GOETHE
Tischbein:
Goethe in der Campagna
"....und wer lebt, muß auf Wechsel gefaßt sein."
("...chi vive deve essere sempre pronto ai mutamenti.")
Indice:
Introduzione
_________1- Influssi
__________2 - Fughe e compromessi
___________3 - Il Cavalier nei labirinti dell'amore
Primi anni
Strasburgo (lo "Sturm und Drang")
Wetzlar: dove Goethe scrisse il Werther
I dolori del giovane Werther
La vita è una fuga (primo periodo a Weimar)
Viaggio in Italia (dal Brennero a Firenze)
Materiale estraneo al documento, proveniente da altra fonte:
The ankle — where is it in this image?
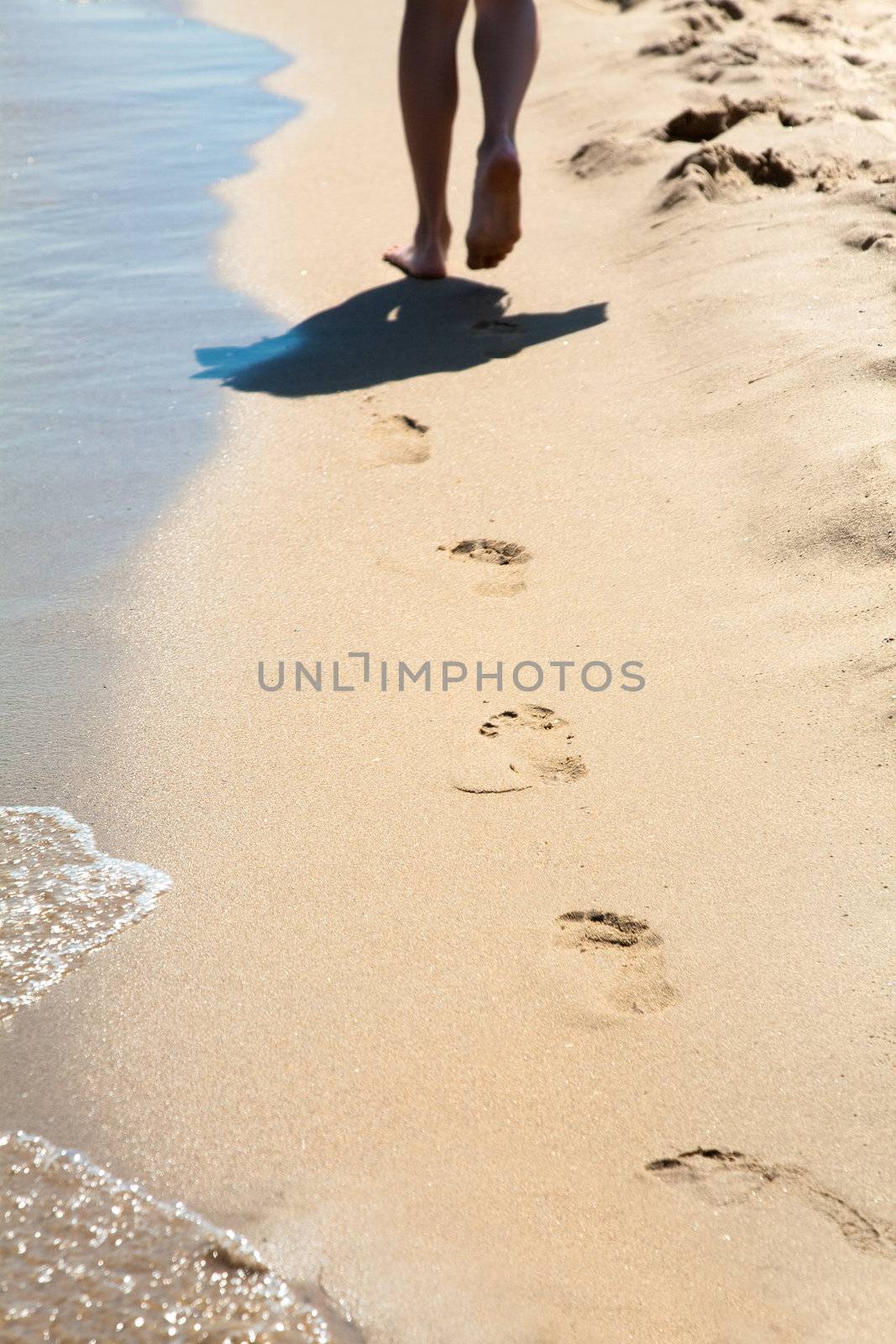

Viaggio in Italia (fino in Sicilia e ritorno)
Weimar (secondo periodo)
L'amicizia con Schiller
Wilhelm Meister
Il Faust
Ultimi anni
Viaggio in Italia (dal Brennero a Firenze)
Chi vuol capire che
cos'è la poesia
Deve andare nella terra
della poesia;
Chi vuol capire i poeti
Deve andare nella terra
dei poeti.
Uno dei motivi che lo spinse a lasciare Weimar fu la necessità di nuove prospettive, di un nuovo "sguardo sul mondo" cui potersi basare per le sue opere future. Ormai sentiva di aver prevaricato le istanze dello Sturm und Drang; se non come uomo, almeno come artista. L'euforia di Jena (i suoi incontri con giovani intellettuali e poeti quali Fichte, Humboldt, Sophie Mereau, Hölderlin, Schiller...) durò solo una stagione: dal 1774 al 1775. Ma questo pur breve periodo (in cui videro la luce le Märchen di Goethe) influenzò tutti i componenti del gruppo. A Weimar Goethe era già un grande artista; anzi: il successo de I Dolori aveva fatto di lui l'unica attrazione turistica della città; tuttavia, il suo viaggio in Italia (il primo: 1786-88) fu decisivo per confermarlo - al mondo e a se stesso - "genio universale".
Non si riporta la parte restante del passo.